Enhanced killing of ovarian carcinoma using oncolytic measles vaccine virus armed with a yeast cytosine deaminase and uracil phosphoribosyltransferase.

机构信息

Department of Obstetrics and Gynecology, University of Tuebingen, Calwer Strasse 7, 72076 Tuebingen, Germany.

出版信息

Gynecol Oncol. 2013 Aug;130(2):362-8. doi: 10.1016/j.ygyno.2013.05.004. Epub 2013 May 12.

Abstract

OBJECTIVE

To preclinical assess the feasibility of combining oncolytic measles vaccine virus (MeV) with suicide gene therapy for ovarian cancer treatment.

METHODS

We genetically engineered a recombinant MeV armed with a yeast-derived bifunctional suicide gene that encodes for cytosine deaminase and uracil phosphoribosyltransferase (MeV-SCD).
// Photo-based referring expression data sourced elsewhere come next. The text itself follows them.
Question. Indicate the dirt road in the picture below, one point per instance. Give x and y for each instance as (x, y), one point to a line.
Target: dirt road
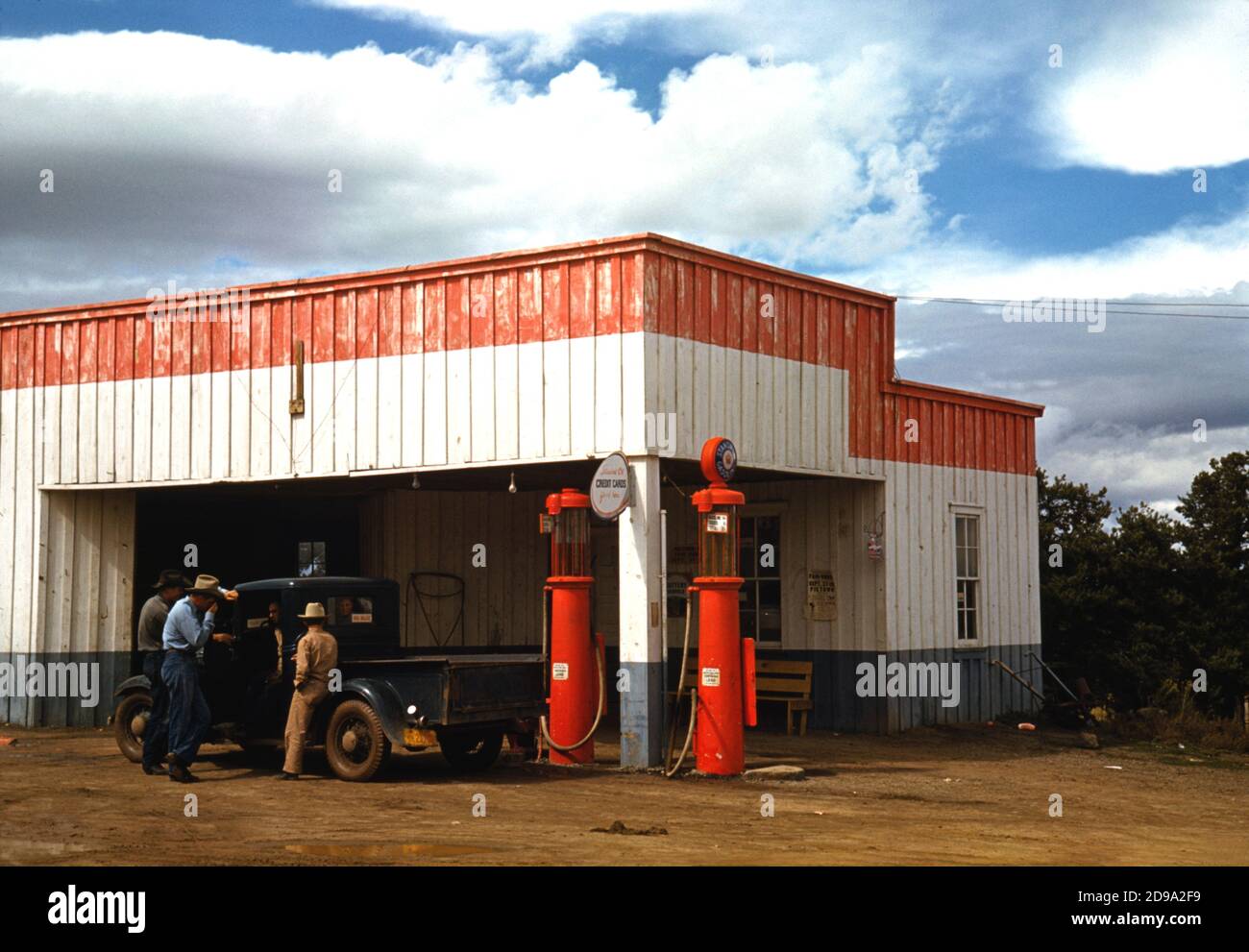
(965, 794)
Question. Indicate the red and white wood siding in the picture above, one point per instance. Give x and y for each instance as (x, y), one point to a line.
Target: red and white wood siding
(542, 354)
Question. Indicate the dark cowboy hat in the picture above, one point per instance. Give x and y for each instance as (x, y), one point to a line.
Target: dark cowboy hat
(171, 578)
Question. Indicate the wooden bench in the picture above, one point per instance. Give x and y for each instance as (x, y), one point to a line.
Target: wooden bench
(787, 682)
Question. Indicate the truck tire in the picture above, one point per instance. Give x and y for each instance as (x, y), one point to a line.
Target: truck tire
(130, 721)
(471, 752)
(355, 743)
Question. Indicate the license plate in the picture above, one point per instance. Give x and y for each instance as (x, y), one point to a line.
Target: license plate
(419, 737)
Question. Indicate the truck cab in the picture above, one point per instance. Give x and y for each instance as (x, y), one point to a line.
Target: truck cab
(382, 694)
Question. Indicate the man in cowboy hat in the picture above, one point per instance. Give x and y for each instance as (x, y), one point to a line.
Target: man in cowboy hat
(151, 624)
(316, 655)
(187, 628)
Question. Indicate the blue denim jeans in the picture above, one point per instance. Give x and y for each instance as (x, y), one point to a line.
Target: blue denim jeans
(188, 719)
(157, 734)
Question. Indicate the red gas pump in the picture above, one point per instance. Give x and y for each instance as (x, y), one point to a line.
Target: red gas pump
(725, 662)
(575, 699)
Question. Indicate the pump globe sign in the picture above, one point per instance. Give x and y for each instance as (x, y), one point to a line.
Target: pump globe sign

From this suicide gene, a chimeric protein is produced that converts the non-toxic prodrug 5-fluorocytosine (5-FC) into highly cytotoxic 5-fluorouracil (5-FU) and directly into 5-fluorouridine monophosphate (5-FUMP) thereby bypassing an important mechanism of chemoresistance to 5-FU.

RESULTS

MeV-SCD was demonstrated to infect, replicate in and effectively lyse not only human ovarian cancer cell lines, but also primary tumor cells (albeit at lower efficiencies) that were derived from malignant ascites of ovarian cancer patients. Addition of the prodrug 5-FC significantly enhanced cell killing. Importantly, precision-cut tumor slices of human ovarian cancer patient specimens were efficiently infected with MeV-SCD. The prodrug-converting enzyme SCD was expressed by all infected tumor slices, thereby ensuring provision of the suicide gene arming function in patient-derived materials.

CONCLUSIONS

With respect to safety and therapeutic impact, arming of oncolytic measles vaccine virus warrants further clinical investigation for ovarian cancer treatment.

摘要

目的

临床前评估联合溶瘤麻疹病毒(MeV)与自杀基因治疗卵巢癌的可行性。

方法

我们通过基因工程构建了一种携带酵母衍生双功能自杀基因的重组 MeV,该基因编码胞嘧啶脱氨酶和尿嘧啶磷酸核糖基转移酶(MeV-SCD)。从这个自杀基因中,产生了一种嵌合蛋白,将非毒性前药 5-氟胞嘧啶(5-FC)转化为高度细胞毒性的 5-氟尿嘧啶(5-FU),并直接转化为 5-氟尿苷单磷酸(5-FUMP),从而绕过了对 5-FU 的重要耐药机制。

结果

MeV-SCD 不仅能感染、复制,而且能有效地裂解人卵巢癌细胞系,还能有效地裂解源自卵巢癌患者恶性腹水的原代肿瘤细胞(尽管效率较低)。添加前药 5-FC 显著增强了细胞杀伤作用。重要的是,人卵巢癌患者标本的精确切割肿瘤切片被 MeV-SCD 有效地感染。所有感染的肿瘤切片都表达了前药转化酶 SCD,从而确保了在患者来源的材料中提供自杀基因武装功能。

结论

就安全性和治疗效果而言,溶瘤麻疹病毒的武装值得进一步的临床研究,以用于卵巢癌的治疗。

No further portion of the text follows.